Basın İlan Kurumu (BİK) ile Türkiye İstatistik Kurumu (TÜİK) arasında imzalanan iş birliği protokolü çerçevesinde Konya’daki basın çalışanları için ‘İstatistik Okuryazarlığı ve Haberciliği’ eğitim programı düzenlendi. Düzenlen programın sertifika törenine katılan BİK Genel Müdürü Cavit Erkılınç, iki kurum arasındaki önemli iş birliğiyle çoğunluğu genç ve mesleki anlamda yolun başında denilebilecek 33 muhabir ve editörün eğitim aldığını söyledi.
“YARIM HEKİM CANDAN, YARIM HOCA DİNDEN EDER”
BİK Genel Müdürü Cavit Erkılınç’ın söylemleri şu yönde: “Dünyanın her yerinde stratejik önemi bulunan basın mecralarında, ‘yarım hekim candan, yarım hoca dinden eder’ atasözünü teyit edecek şekilde görevlerini eksik yapan ‘yarım gazetecilerin’ ve ürettikleri yanlış haberlerin nelere mâl olabileceğine gelin hep birlikte kafa yoralım.
Ekonomi gazetecisi olacaksanız veya kendinizi bu alanda geliştirecekseniz istatistik verilerine nereden ulaşılacağını, nasıl okunacağını ve okur yani halk için neyin önemli olduğunu mutlaka bilmek zorundasınız. Araştırmacı veya soruşturmacı bir gazetecinin de ortalama istatistik okuması yapabilecek mesleki seviyeye erişmesi gerekmektedir.
İstatistik sayesinde iki üç sayfada anlatacağınız konuları bir tabloda anlatmak mümkün olduğu gibi sayısal bilgiyle desteklenen içerikler düz metinlere göre çok daha kolay ve anlaşılır hale gelmektedir.
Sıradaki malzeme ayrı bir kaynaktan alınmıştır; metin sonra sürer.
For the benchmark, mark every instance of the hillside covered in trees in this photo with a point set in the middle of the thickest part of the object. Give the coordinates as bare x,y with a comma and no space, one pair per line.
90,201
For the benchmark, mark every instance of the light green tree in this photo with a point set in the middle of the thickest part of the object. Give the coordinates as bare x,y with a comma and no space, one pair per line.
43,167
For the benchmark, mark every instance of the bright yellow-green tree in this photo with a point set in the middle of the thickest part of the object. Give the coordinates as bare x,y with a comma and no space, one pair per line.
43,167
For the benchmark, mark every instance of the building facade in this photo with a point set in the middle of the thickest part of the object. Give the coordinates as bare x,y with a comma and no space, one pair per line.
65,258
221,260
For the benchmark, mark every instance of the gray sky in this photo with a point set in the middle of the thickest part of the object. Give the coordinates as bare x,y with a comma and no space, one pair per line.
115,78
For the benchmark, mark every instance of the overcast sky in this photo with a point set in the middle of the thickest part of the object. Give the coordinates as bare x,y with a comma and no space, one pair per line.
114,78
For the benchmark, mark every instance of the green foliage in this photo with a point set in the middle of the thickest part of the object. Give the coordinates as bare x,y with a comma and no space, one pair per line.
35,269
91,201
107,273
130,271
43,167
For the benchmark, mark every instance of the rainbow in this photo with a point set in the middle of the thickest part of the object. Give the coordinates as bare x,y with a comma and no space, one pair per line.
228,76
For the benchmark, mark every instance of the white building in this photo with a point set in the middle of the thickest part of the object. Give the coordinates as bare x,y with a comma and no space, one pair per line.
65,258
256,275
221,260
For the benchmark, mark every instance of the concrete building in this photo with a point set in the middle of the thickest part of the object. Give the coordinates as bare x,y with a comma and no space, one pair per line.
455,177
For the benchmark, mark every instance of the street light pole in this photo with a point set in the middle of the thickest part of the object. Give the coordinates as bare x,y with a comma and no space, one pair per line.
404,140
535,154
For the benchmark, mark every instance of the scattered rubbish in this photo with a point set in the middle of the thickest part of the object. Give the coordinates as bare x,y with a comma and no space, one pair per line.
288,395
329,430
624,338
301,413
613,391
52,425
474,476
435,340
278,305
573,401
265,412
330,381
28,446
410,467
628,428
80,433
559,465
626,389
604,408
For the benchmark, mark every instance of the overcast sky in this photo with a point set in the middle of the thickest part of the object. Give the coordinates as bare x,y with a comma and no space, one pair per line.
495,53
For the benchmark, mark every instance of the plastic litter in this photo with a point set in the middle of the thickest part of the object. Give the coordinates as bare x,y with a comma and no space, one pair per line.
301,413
Bu bağlamda verilen eğitimi son derece kıymetli buluyor, yerelde haber konusu bulmakta güçlük çeken ve yaptıkları haberlerin etkisini artırmak isteyen gazetecilerimiz için önemli fırsatlar sunduğuna inanıyorum”
“HAKLARINIZA EN AZ BİZLER KADAR SAHİP ÇIKIN”
“Bugün 10 binin üzerinde fikir işçisi mevzuatımızdaki şartlar gereğince istihdam ediliyor. Yayınlara verilen ekonomik destek sektörün bir anlamda ayakta durmasına katkı sunarken dolaylı olarak 40 bine yakın insanımız bu alanda kazandığı helal lokmayı evlerine götürüyor. Bundan dolayıdır ki mevzuatımızda yer alan asgari kadro şartını, basın kuruluşlarımızı zorlayan yasal bir düzenlemeden ziyade istihdamın güvencesi olarak görüyoruz.
Bu düzenlemeler olmasa 2 kişi ile gazete çıkarmaya çalışanlar bile olacağından eminim. Çalışanların maaş ödemelerini ve sigortalarını benzer şekilde garanti altına almazsak sektörün yaşadığı sorunlara yenilerini de eklemiş oluruz. Sizler de bizim kadar haklarınıza sahip çıkmak zorundasınız.
Devlet, asgari ücreti tespit ederek, belirlediği miktarın altında maaş verilemeyeceğini söylüyor. Hala personelinin banka kartını cebinde taşıyan, bankaya yatırdığı üç kuruş paranın bir kısmını geri alıp maaşı eksik ödeyenler var.
Gece gündüz koşturduğu çalışanına hakkı olan izinleri kullandırtmayanlar var. Rica ediyorum, haklarınıza en az bizler kadar sizler de sahip çıkın. Daha önce söylediğim gibi belgeli, ispatlı olmak koşuluyla bizlere ihbarda bulunun, biz de sizlerle beraber hakkınızı arayalım.”